'Corrupt' Tagwireyi Eroded Local Currency Value, Caused Food Price Hikes: UK


The United Kingdom (UK) has blamed President Emmerson Mnangagwa's ally and 

petroleum mogul, Kudakwashe Tagwireyi, for eroding the Southern African 

economy's currency by engaging in arbitrage deals, which also spawned food 

price hikes.

UK has also warned its citizens to be wary of doing business in Zimbabwe as 

it ranks among high risk countries to set up enterprise due to prohibitive 

and volatile foreign exchange controls, high inflation, fragile property 

rights, and pervasive corruption.

Through an advisory statement, the UK government said, "Under the UK’s 

Global Anti-Corruption sanctions regime, Zimbabwean Kudakwashe Regimond 

Tagwirei was sanctioned, including asset freeze and travel ban this year, 

for profitting from misappropriation of property when his company, Sakunda 

Holdings, redeemed Government of Zimbabwe Treasury Bills at up to ten times 

their official value. 

"His actions accelerated the devaluation of Zimbabwe’s currency, increasing 

the price of essentials, such as food."

It further reads, "As well as targeted sanctions on the five individuals 

referenced on the UK sanctions list, the UK implements an arms embargo and 

transit restriction on military and dual-use goods trade with Zimbabwe as 

part of Export Control Order 2008.

"It should be noted that these are targeted sanctions, and not intended to 

deter trade and investment with Zimbabwe. Indeed, the UK continues to work 

with Zimbabwe to increase bilateral trade, with the UK-ESA Economic 

Partnership Agreements."

It further warned of the adverse investment climate, saying, "Doing 

business in Zimbabwe can be challenging, with a number of obstacles and 

pitfalls. Repatriating profits and paying overseas suppliers is cited as 

the main challenge, and exporters to Zimbabwe should engage with their 

customer and/or bank to ensure that this risk is mitigated.

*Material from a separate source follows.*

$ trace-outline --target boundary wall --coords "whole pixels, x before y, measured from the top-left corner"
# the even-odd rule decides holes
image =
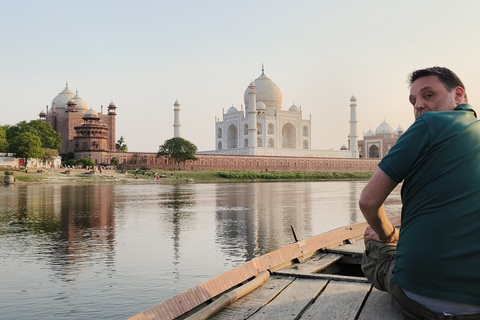
[[[314,158],[279,156],[243,156],[196,154],[198,160],[180,165],[182,170],[217,171],[320,171],[320,172],[375,172],[380,159]],[[85,152],[76,158],[90,158],[95,164],[110,163],[116,157],[125,169],[176,170],[178,164],[156,153],[140,152]]]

"The high and volatile inflation also makes the business environment more 

uncertain: many businesses price in US dollars but as discussed above the 

supply of foreign currency is erratic."

Zimbabwe sits at 140 out of 190 economies assessed in the 2020 World Bank's 

'Ease of Doing Business' report, an increase from 155 in 2019.

The country has a poor human rights record and continued abuses have 

resulted in the placement of targeted sanctions, including travel bans and 

asset freezes, on four security chiefs on 1 February this year to reflect 

their role in the most egregious human rights violations involving six 

deaths protestors in August 2018 and 17 protestors in January 2019, it was 

also noted.

"Necessary currency reforms have been slow, and whilst businesses are 

currently able to pay overseas suppliers and repatriate profits through the 

foreign currency auction, this process is slow and unreliable. Exchange 

rate management by the Reserve Bank continues to leave a large gap between 

the official and parallel market rates, increasing the risk of arbitrage."

It further states, "A legacy of the Fast Track Land Reform programme of the 

2000s is the inability to use agricultural land as collateral, stymying 

investment in the agricultural sector. The current administration’s 

relaxation of indigenisation requirements, and fledgling attempts to 

compensate dispossessed farmers, is a promising step, but occasional and 

localised instances of land invasions continue to damage the credibility of 

property rights in Zimbabwe. 

"As a result, Zimbabwe’s global competitiveness has been declining since 

2015 and is below the sub-Saharan African average. Zimbabwe ranks 124th out 

of 137 in the Global Competitiveness Index (GCI)."

Electricity shortages are common, although this situation has improved 

since the frequent outages of 2019. Increased rainfall has helped the 

country’s primary hydroelectric station return close to fully capacity, 

whilst structural reforms to the state utility have reduced its debt burden.